И вот сейчас по сути дела Василий пришел разобраться с собой. Если судьба девушки уже была более-менее ясна, то сам Мальцев еще не определился. Его будущее зависело от этого последнего разговора. Беседа и решение. А там посмотрим.
Первое, что он учуял, войдя в палату был сигаретный дым. Илона сидела с ногами на кровати, отвернувшись к окну. Василий вдруг ощутил желание подойти и обнять ее за плечи, на которые свалилось вдруг столько всего. Тут же мгновенно ожег стыд или, вернее, смущение смешанное с недовольством самим собой. Еще в школе подобные чувства он испытывал, когда назначал свидание Илоне, а не Карине.
Она обернулась.
Обнимать ее уже не хотелось.
Девушка скривила губы.
— Здравствуй, доктор, — сказала Илона резко и отрывисто. От прежней плавности голоса не осталось и следа. — Ты к кому из нас пришел?

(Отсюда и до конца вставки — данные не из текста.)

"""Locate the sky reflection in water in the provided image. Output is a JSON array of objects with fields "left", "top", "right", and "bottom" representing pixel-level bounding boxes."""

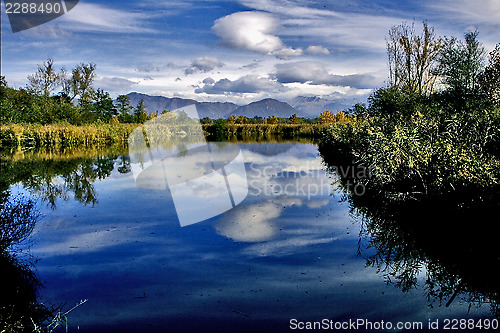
[{"left": 24, "top": 143, "right": 488, "bottom": 332}]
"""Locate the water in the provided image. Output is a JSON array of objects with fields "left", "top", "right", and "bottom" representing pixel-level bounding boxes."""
[{"left": 3, "top": 143, "right": 492, "bottom": 332}]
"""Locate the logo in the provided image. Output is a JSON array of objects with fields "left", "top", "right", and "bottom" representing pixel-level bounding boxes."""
[
  {"left": 4, "top": 0, "right": 79, "bottom": 33},
  {"left": 129, "top": 104, "right": 248, "bottom": 227}
]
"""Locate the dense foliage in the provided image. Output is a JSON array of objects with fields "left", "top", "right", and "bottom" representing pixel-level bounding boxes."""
[{"left": 323, "top": 25, "right": 500, "bottom": 198}]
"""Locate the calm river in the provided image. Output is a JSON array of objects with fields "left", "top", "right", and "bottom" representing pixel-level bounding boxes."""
[{"left": 2, "top": 142, "right": 494, "bottom": 332}]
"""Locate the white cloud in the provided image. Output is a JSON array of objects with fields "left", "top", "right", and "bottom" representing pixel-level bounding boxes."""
[
  {"left": 212, "top": 11, "right": 303, "bottom": 59},
  {"left": 271, "top": 47, "right": 304, "bottom": 60},
  {"left": 274, "top": 61, "right": 380, "bottom": 89},
  {"left": 212, "top": 11, "right": 284, "bottom": 53},
  {"left": 195, "top": 75, "right": 288, "bottom": 95},
  {"left": 62, "top": 2, "right": 154, "bottom": 33},
  {"left": 95, "top": 76, "right": 138, "bottom": 92},
  {"left": 184, "top": 57, "right": 224, "bottom": 75},
  {"left": 306, "top": 45, "right": 330, "bottom": 55},
  {"left": 215, "top": 202, "right": 283, "bottom": 242}
]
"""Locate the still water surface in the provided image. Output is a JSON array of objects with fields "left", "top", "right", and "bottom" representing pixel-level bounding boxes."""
[{"left": 3, "top": 143, "right": 496, "bottom": 332}]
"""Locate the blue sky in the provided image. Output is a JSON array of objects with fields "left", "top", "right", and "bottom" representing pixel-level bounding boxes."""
[{"left": 1, "top": 0, "right": 500, "bottom": 104}]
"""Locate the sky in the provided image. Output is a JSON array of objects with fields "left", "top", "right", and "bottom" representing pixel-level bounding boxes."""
[{"left": 1, "top": 0, "right": 500, "bottom": 104}]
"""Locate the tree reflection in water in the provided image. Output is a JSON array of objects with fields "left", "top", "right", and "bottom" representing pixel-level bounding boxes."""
[
  {"left": 320, "top": 147, "right": 500, "bottom": 317},
  {"left": 0, "top": 148, "right": 130, "bottom": 332},
  {"left": 0, "top": 196, "right": 51, "bottom": 332},
  {"left": 0, "top": 151, "right": 130, "bottom": 208}
]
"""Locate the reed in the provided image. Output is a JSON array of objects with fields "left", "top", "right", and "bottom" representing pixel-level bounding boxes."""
[{"left": 0, "top": 124, "right": 138, "bottom": 148}]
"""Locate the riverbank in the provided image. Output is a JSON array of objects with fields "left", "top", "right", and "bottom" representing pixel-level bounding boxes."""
[
  {"left": 0, "top": 123, "right": 328, "bottom": 150},
  {"left": 0, "top": 124, "right": 138, "bottom": 148}
]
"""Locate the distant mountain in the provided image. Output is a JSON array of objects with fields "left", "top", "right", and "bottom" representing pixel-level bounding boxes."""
[
  {"left": 233, "top": 98, "right": 302, "bottom": 118},
  {"left": 288, "top": 96, "right": 358, "bottom": 118},
  {"left": 127, "top": 92, "right": 238, "bottom": 119},
  {"left": 127, "top": 92, "right": 314, "bottom": 119},
  {"left": 288, "top": 96, "right": 333, "bottom": 117}
]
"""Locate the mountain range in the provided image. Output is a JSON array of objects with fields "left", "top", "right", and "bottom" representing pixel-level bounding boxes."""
[{"left": 127, "top": 92, "right": 352, "bottom": 119}]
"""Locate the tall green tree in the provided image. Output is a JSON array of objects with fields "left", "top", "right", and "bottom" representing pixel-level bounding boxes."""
[
  {"left": 134, "top": 99, "right": 148, "bottom": 124},
  {"left": 92, "top": 89, "right": 118, "bottom": 123},
  {"left": 28, "top": 59, "right": 64, "bottom": 97},
  {"left": 386, "top": 21, "right": 442, "bottom": 95},
  {"left": 435, "top": 31, "right": 486, "bottom": 95},
  {"left": 480, "top": 44, "right": 500, "bottom": 107},
  {"left": 63, "top": 63, "right": 96, "bottom": 104},
  {"left": 116, "top": 95, "right": 132, "bottom": 123}
]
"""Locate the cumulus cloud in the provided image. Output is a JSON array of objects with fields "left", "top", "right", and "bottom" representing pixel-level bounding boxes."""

— О чем ты? — Мальцев старался говорить спокойно и беззаботно, но не очень-то получалось.
— Брось, Васенька, — она глубоко затянулась и пустила дым в окно. — Ты прекрасно знаешь, о чем я.
— Тогда расскажи, а я послушаю.
Илона замолчала. Она не говорила ни слова так долго, что пришлось раскрыть рот Мальцеву.
— Я не помню, чтобы ты курила.
Девушка пожала плечами.
— А это и не я. Это Гарпия, дрянь такая, приличную девушку с пути сбивает.
Она засмеялась, словно залаяла. Потом потушила сигарету и серьезно взглянула в лицо Василия.
— Я все вспомнила, — сказала она без обиняков. — Терапия твоей Карины оказалась очень эффективной. Кстати, как она.
— В порядке, — не моргнув глазом сказал Василий.
— Врать так и не научился, — криво усмехнулась девушка. — Я же говорю, я все вспомнила. А все, это значит все.
— Что ты вспомнила? — ему вновь не удалось скрыть профессиональной заинтересованности. Мальцеву порой начинало казаться, что и у него раздвоение личности. Одна из которых устроила утреннюю проверку Илоне, а другая пришла вечером, пытаясь разобраться в себе.
Илона все понимала. Василий видел это.